И все-таки, кроме голода, томило предчувствие, что мама — это теперь не самое главное, еще придет отец, начнет выкладывать истины, но не выдержит, сорвется на крик. Но и это еще не главное, дома они все быстро выдыхались и спешили поскорее конфликт утрясти. Главное — то, что в школе, что раздуется там из-за его глупой выходки. И не объяснишь теперь, почему такое получилось. Тогда, из-за Лизки, жгло, раздражало, было неизбежно, а теперь выглядело так глупо, бессмысленно. Не хотелось, чтоб в классе думали о нем, будто он — дубина бесчувственная… «Плясун!»… Плясун? Согласен. Это его стихия, ничего не поделаешь, но… Сколько ни думал, за этим «но» ничего убедительного не выстраивалось, как ни подбирал оправдательные слова: «не убил», «не ограбил»… Все это смешно и жалко. И если даже себе не можешь доказать, выбарахтаться из пустых слов, то как докажешь другим, что ты «не…», «не…» и «не…», а всего лишь безобидный плясун?
Увлекшись непривычным самоанализом, Алюн пропустил звонок, встрепенулся, когда мама торопливо прошла к двери. Звонок повторился. Алюн присел за холодильником — наверняка разгневанная делегация из школы, вырвут его из защитного угла, поведут на расправу.
Услышав слово «телеграмма», успокоился, высунулся из закутка и застыл, не понимая, что происходит с мамой. Она плотно прижалась спиной, затылком к стене, изо всех сил стараясь не сломаться, не сползти, смотрела на Алюна, не видя его, и Алюну вспомнилось изломанное лицо Лизки, чем-то сейчас похожее на мамино — лицо потрясенного человека, пытающегося осознать происшедшее и еще не верящего в беду.
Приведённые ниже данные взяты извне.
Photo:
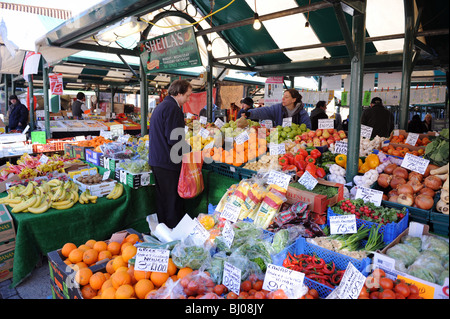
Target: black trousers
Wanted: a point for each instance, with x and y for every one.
(169, 205)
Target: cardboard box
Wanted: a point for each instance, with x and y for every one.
(62, 277)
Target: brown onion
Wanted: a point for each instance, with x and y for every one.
(405, 199)
(384, 180)
(424, 201)
(396, 181)
(405, 189)
(433, 182)
(390, 168)
(401, 172)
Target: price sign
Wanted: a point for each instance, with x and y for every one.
(277, 149)
(415, 163)
(287, 121)
(149, 259)
(278, 277)
(231, 277)
(366, 131)
(369, 195)
(340, 148)
(343, 224)
(351, 284)
(308, 181)
(279, 179)
(242, 138)
(231, 212)
(325, 124)
(412, 138)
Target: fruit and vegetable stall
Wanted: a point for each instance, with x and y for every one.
(275, 218)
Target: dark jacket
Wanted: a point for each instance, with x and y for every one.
(18, 114)
(166, 117)
(380, 119)
(277, 112)
(316, 115)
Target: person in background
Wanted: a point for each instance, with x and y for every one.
(167, 117)
(291, 106)
(18, 115)
(416, 125)
(246, 104)
(78, 107)
(379, 118)
(317, 114)
(427, 122)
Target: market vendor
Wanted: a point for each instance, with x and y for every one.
(167, 117)
(18, 115)
(291, 106)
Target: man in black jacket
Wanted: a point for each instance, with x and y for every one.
(18, 115)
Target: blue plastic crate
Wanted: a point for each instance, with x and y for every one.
(301, 246)
(390, 231)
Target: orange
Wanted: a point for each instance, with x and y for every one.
(88, 292)
(100, 245)
(90, 256)
(75, 256)
(114, 248)
(120, 278)
(83, 275)
(97, 280)
(159, 278)
(143, 287)
(129, 252)
(183, 272)
(124, 292)
(67, 248)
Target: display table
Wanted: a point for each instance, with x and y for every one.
(36, 235)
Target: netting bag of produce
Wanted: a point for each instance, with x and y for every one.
(190, 183)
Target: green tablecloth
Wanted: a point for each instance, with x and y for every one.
(36, 235)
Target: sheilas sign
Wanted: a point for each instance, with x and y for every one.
(175, 50)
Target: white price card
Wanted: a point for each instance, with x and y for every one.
(412, 138)
(351, 284)
(231, 212)
(415, 163)
(340, 148)
(343, 224)
(369, 195)
(277, 149)
(279, 179)
(278, 277)
(325, 124)
(287, 121)
(366, 131)
(150, 259)
(242, 138)
(308, 180)
(203, 120)
(231, 277)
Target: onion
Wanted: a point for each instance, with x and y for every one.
(405, 189)
(405, 199)
(424, 201)
(384, 180)
(396, 181)
(390, 168)
(433, 182)
(401, 172)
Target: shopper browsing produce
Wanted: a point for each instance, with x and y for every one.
(167, 117)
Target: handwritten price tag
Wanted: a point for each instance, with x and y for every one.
(369, 195)
(343, 224)
(415, 163)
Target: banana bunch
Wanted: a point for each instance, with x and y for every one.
(116, 192)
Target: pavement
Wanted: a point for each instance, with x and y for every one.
(35, 286)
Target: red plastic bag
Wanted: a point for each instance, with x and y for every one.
(190, 183)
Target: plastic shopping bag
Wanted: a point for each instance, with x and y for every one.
(190, 183)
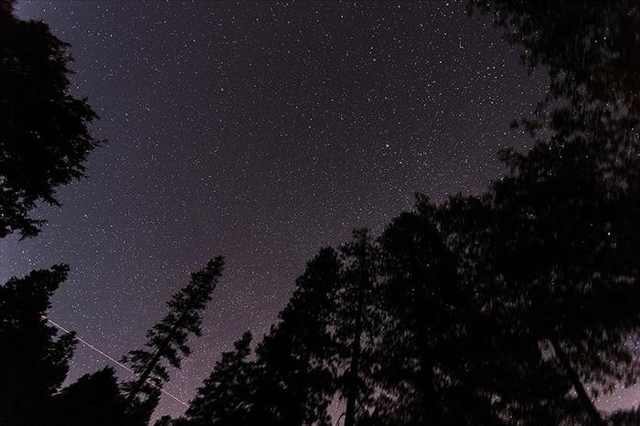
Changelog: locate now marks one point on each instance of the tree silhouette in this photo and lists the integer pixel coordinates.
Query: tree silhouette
(95, 399)
(167, 340)
(33, 360)
(355, 322)
(296, 377)
(226, 396)
(44, 139)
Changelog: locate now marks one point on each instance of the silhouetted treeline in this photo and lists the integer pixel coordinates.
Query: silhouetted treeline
(512, 307)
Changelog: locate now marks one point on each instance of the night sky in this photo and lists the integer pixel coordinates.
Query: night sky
(259, 131)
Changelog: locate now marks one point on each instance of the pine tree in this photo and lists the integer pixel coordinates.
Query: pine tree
(226, 396)
(95, 399)
(33, 361)
(296, 360)
(44, 135)
(355, 322)
(167, 340)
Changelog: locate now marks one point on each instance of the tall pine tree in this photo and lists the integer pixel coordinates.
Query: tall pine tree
(167, 340)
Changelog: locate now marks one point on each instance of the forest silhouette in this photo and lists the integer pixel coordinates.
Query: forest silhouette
(510, 307)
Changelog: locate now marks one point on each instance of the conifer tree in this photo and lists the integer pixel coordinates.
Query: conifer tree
(44, 135)
(226, 396)
(355, 322)
(33, 360)
(167, 341)
(296, 360)
(94, 399)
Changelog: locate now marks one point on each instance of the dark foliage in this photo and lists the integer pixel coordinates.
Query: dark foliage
(95, 399)
(45, 139)
(167, 341)
(33, 359)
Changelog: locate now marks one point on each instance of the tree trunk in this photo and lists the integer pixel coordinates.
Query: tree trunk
(573, 377)
(152, 363)
(354, 367)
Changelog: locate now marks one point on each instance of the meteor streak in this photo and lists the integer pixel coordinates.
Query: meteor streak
(115, 361)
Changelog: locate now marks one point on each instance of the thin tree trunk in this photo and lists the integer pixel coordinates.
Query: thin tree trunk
(137, 388)
(354, 367)
(356, 353)
(573, 377)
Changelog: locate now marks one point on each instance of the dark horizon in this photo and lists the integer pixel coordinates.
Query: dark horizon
(234, 128)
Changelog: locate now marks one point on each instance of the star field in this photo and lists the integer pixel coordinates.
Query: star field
(260, 131)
Алюну стало страшно: неужели так — из-за него, но почему и откуда телеграмма?
Мама хотела оторваться от стены, шагнуть — и не могла. Алюн бросился к ней, но она отчужденно, неприязненно отвела его рукой, все-таки шагнула и пошла деревянными ногами в комнату, к телефону. Он плелся следом, близко, боясь, что мама упадет. Но она не подпускала его, не хотела видеть в своем горе (случилось горе, это понятно), он был недостоин разделить его. Алюн хорошо понял отстраняющий жест мамы, топтался на пороге, не решаясь спросить, дожидаясь, что мама скажет отцу, она, конечно, звонит ему.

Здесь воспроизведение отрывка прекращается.